Peter Van Valkenburgh, the Research Director at Washington, D.C.-based Coin Center, “the leading non-profit research and advocacy center focused on the public policy issues facing cryptocurrency and decentralized computing technologies,” talked about some of the most differences between Bitcoin and Facebook’s Libra on Monday (July 8).
The Coin Center’s mission is “to build a better understanding of these technologies and to promote a regulatory climate that preserves the freedom to innovate using permissionless blockchain technologies.” It does this by “producing and publishing policy research from respected academics and experts, educating policymakers and the media about blockchain technology, and by engaging in advocacy for sound public policy.”
The reason for Van Valkenburgh’s comprehensive blog post was to deal in one place with answers to questions asked of the Coin Center―by U.S. policymakers and members of the U.S. mainstream media―about how Libra compares with Bitcoin and other “traditional” cryptocurrencies.
Differences in Design Goals
Van Valkenburgh says that to understand the motivation behind Bitcoin and Liobra, it is very useful to compare the first sentence of the white paper for each of these two projects:
- Bitcoin: “A purely peer-to-peer version of electronic cash would allow online payments to be sent directly from one party to another without going through a financial institution.”
- Libra: “The goal of the Libra Blockchain is to serve as a solid foundation for financial services, including a new global currency, which could meet the daily financial needs of billions of people.”

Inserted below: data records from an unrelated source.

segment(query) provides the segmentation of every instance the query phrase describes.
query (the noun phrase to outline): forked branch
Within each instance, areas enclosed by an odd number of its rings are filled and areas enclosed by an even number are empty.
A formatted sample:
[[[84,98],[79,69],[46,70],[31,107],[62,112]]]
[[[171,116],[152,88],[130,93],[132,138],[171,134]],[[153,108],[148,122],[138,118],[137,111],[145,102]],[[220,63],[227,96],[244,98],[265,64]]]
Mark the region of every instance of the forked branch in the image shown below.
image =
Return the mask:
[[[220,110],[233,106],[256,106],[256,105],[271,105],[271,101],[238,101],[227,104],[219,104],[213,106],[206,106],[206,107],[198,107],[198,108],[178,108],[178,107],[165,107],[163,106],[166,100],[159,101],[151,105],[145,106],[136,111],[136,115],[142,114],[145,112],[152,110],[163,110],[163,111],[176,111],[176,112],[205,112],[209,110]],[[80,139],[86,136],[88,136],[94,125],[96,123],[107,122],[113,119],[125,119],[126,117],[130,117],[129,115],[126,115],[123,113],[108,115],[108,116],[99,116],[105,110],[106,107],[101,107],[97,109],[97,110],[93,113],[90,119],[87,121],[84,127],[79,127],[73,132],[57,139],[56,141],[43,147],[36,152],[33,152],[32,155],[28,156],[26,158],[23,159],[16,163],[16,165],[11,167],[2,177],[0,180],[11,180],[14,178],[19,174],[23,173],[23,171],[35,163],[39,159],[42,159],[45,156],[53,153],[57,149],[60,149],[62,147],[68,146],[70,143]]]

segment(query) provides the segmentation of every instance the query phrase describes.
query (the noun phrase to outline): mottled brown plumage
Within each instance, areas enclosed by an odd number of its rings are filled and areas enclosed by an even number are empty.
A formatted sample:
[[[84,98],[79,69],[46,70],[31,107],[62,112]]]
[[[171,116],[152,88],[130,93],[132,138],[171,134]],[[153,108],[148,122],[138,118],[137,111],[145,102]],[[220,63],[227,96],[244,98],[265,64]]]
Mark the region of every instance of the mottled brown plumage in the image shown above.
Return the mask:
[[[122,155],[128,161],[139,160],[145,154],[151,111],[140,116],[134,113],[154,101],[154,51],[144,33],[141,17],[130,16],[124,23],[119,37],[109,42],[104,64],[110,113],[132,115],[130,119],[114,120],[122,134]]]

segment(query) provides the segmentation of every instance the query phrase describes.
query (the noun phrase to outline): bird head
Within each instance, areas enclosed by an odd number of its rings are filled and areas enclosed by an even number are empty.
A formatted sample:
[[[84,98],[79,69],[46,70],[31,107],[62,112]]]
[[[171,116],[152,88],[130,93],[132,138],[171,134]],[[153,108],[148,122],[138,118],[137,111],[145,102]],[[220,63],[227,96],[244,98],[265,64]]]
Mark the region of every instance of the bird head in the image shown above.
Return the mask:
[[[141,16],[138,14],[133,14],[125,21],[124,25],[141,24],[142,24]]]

He says that in the case of Bitcoin's white paper, the “key message is “money without trusted intermediaries,” and Bitcoin’s design goals “prioritize building a payments network without trusted intermediaries over the network’s ease of use, stability, or scalability.” He goes on to say that Bitcoin was designed to work even in the absence of trustworthy governments and/or corporations.
In contrast, he says, in the case of Libra's white paper, the first sentence is “all about scale and access,” and Libra’s design goals “prioritize scale and inclusivity over the need to avoid reliance on trusted intermediaries.”
Furthermore, he says that both projects are trying to fix what they perceive as the main problem with the current global financial system. In the case of Bitcoin, the problem being addressed is “the consolidated power of intermediaries in that system and the danger that such power poses”, whereas in the case of Libra, the problem it is hoping to address is “the inefficiency of intermediaries in that system and their disinterest in providing services to persons who are insignificant to their bottom line.”
Differences in Underlying Technologies
Bitcoin and Libra both use distributed ledger technology for registering payments between users.
Van Valkenburgh says that Bitcoin is a true cryptocurrency because it is “money based on economic scarcity with transactions recorded on a censorship-resistant ledger that any anyone can both access (read data from) and append to (write data to).” This means that it is both public and permissionless.
He says that Libra is not a cryptocurrency, but it can be called a digital currency since it is “money based on trust in an issuer with transactions recorded on a ledger that anyone can access and view, but only an authorized set of corporations can amend.” This means that the Libra ledger us public but permissioned. He goes on to say that what stops Libra from being a cryptocurrency is “its use of a permissioned ledger and its reliance on a trusted issuer to hold and manage a fund of assets that back the currency.”
That’s why he puts Libra in the same category as “airline miles, World of Warcraft gold, or Liberty Reserve Dollars.”
Here is a chart from Van Valkenburgh’s blog post that summarizes the main differences between the architectures of Bitcoin and Libra:
He points out that these “architectural choices are not arbitrary.” For instance, if you are ready to accept a permissioned set of validator nodes, then you are more likely to achieve a higher transaction throughout and greater scalability since you need fewer nodes for reaching consensus.
These choices also influence how each of these digital assets behaves:
These choices also have consequences for how each project’s asset functions:
Bitcoin ends up working like a bearer instrument: anyone who has the bitcoin automatically has the value. Libra ends up working like a registered instrument: the holder of a Libra really only has the value of that Libra if the official registrar, the Libra Association, says that they do and maintains the underlying reserve assets. Bitcoin, therefore, is censorship-resistant and functions like gold coins or any other valuable commodity. Libra transactions can be censored and the asset functions like a bank note or stock certificate.